While the district court discussed the requirements for a class action set forth in Rule 23(a), Tyson, at 6-14, the court noted, “It is not at all clear Tyson contests these prerequisites,” id., at 8. Moreover, defense attorneys did not challenge each of the four separate elements considered under Rule 23(b)(3); rather, “Defendants’ only challenges to Plaintiffs’ motion are in respect to Rule 23(b)’s requirements of manageability and predominance.” Id. Thus, while the federal court discussed each of the elements of Rule 23(b)(3), id., at 14-20, it observed that defense attorneys did not address whether class members will have a strong interest in controlling their claims, id., at 15, whether other litigation exists by or against class members, id., or the desirability of concentrating the litigation “in this forum,” id., at 15-16.

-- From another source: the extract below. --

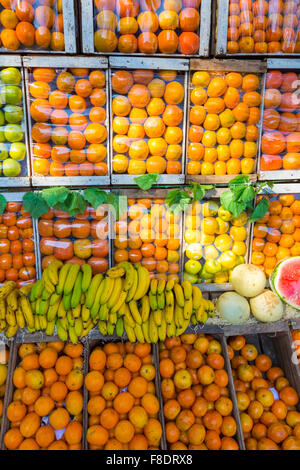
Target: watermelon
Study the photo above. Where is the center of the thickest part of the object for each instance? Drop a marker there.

The focus of the federal court’s inquiry was on the single issue of manageability, which “is the ‘most hotly contested and the most frequent ground for holding that a class action is not superior.’” Tyson, at 16 (citation omitted). Defense attorneys argued that “Establishing liability, injury and damages would require detailed, particularized proof of numerous individual issues” and that “neither liability nor injury damages can be established on a class-wide basis,” id., at 17. The district court disagreed. As to liability, the court held that the relevant inquiry was “whether generalized evidence exists which will prove or disprove Plaintiffs’ claims on a simultaneous, class-wide basis,” id.; the court concluded that such evidence existed, id., at 17-18. As to damages, the court rejected defense arguments concerning the methodology proposed by plaintiffs’ expert for calculating damages because the proper inquiry at the class certification stage was not which methodology should be used but whether such a methodology exists. Id., at 18-19. Because methodologies were available to address the issue, the court concluded that treating the lawsuit as a class action would be manageable and certified the class.